Sunday, April 14, 2013

I – precisão de desertos


por causa de tati fadel

preciso dos desertos e é por isso que
atraso meu relógio
trabalho na madrugada
finjo que durmo quando me beijas.

preciso dos desertos para estar no mundo.

preciso dos desertos. neles me permito,
neles me concentro,
neles flui toda rebeldia que invento.

são emudecedores
estarrecedores
assombrosos;
só assim cuido da casa,
reviso textos,
tomo coragem e saio de casa,
pego o metrô, trabalho.

o deserto é um gel no meu cabelo
um sobretudo em clima ameno
abundância de moedas empilhadas na estante

o deserto contém meus livros
e a concentração para lê-los
o deserto expulsa notas comprovantes recibos
e seus bilhetinhos de amor.

no deserto estou só,
sem reconhecimento
nem possibilidade,
sem alarme nem surpresa
nem quentura de companhia
pra suportar o peso do mundo

deserto, preciso;
assim precisa ser.

Thursday, February 21, 2013

ficou jardim


passei o dia vendo o céu da janela do meu quarto.

vibrante paleta de cores
calmas nuvens desatinos
soturno luar em senda

entendi
quando do quase sem-luz
mas era
desviei, olhei cimento e gramado e
entendi
na permanência sutil do fora

entendi o que você quis me dizer quando disse que ficou jardim.

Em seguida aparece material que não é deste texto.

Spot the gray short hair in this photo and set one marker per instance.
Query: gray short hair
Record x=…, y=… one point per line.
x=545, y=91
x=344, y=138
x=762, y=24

Tuesday, February 12, 2013

por ocasião da descoberta de uma nascente


nasce-se
diante de encantados
– não pelo mistério nascente, mas pela beleza –

sem história (nasce-se
                   com o peso
                   do encontro tácito suposto

– mas nascer é brotar e só se sabe
                    do fundo da terra
                    da terra
                    celeuma magma placas tectônicas.

o brotar é em-si-mesmo
e é por isso que o rio flui.

Monday, February 11, 2013

[quando eu morrer]


quando eu morrer
jamais plantem flores na terra sobre mim

não me dêem lápide sepultura não encravem
minhas datas em pedra nenhuma
deixem-me
ao léu

meu epitáfio será dente-de-leão
como praga
espalhando-se na terra.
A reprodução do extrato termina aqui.